Consider the function $w=(z^2-4)^{1/2}$. Insert branch cuts in the z-plane such that $\pi/4>\arg{w}>-3\pi/4$. Find the equations of the branch cuts in the $z$-plane.
This is the same problem as this question, but here I completed the solution.
My solution is as follows.
We note that the principal branch($n=0$ branch) of the square root function $w=z^{1/2}$ with branch cut on the positive imaginary axis has the argument range of $-3\pi/ < \arg{w} < \pi/4$. This is because we have $-3\pi/2 < \arg{z} <\pi/2$ and therefore $-3\pi/4 <\arg{w}=\arg{z}/2 < \pi/4$.
Now, consider the intermediate function $u=z^{2}-4$. We want to find the domain of $z$ such that the range of $u$ is the entire complex plane except for the positive imaginary axis. If we could find such a domain, then by composing with the square root function, namely $w=u^{1/2}$, we have the argument range of $-3\pi/4< \arg{w} < \pi/4$.
The desired branch cut is the curve excluded from the domain.

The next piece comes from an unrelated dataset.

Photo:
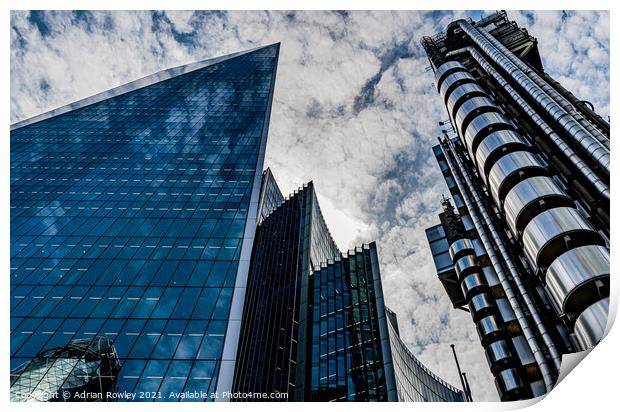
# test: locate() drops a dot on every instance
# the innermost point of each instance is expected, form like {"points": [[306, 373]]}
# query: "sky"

Let $x,y$ be real numbers. Then, If $z=x+yi$, we have $u=(x+yi)^2-4=x^2-y^2-4+2xyi$. Since $u$ should not be in a positive imaginary axis, we need to exclude $z=x+yi$ such that
$\begin{cases} x^2-y^2-4=0 \\xy\geq 0\end{cases}\tag*{}$
from the domain. These are the equations of the branch cuts. Especially, the branch cut for the branch point $z=2$ is $y=\sqrt{x^2-4}(x\geq 2)$, and the branch cut for the branch point $z=-2$ is $y=-\sqrt{x^2-4}(x\leq -2)$.
The figure below shows the branch cuts on the $z$-plane.
When I got the work back, the professor wrote that he did not follow anything after "Now, consider the intermediate function...". Is there any better way to phrase this solution, or is it even correct? If it is beyond repair, what is the solution?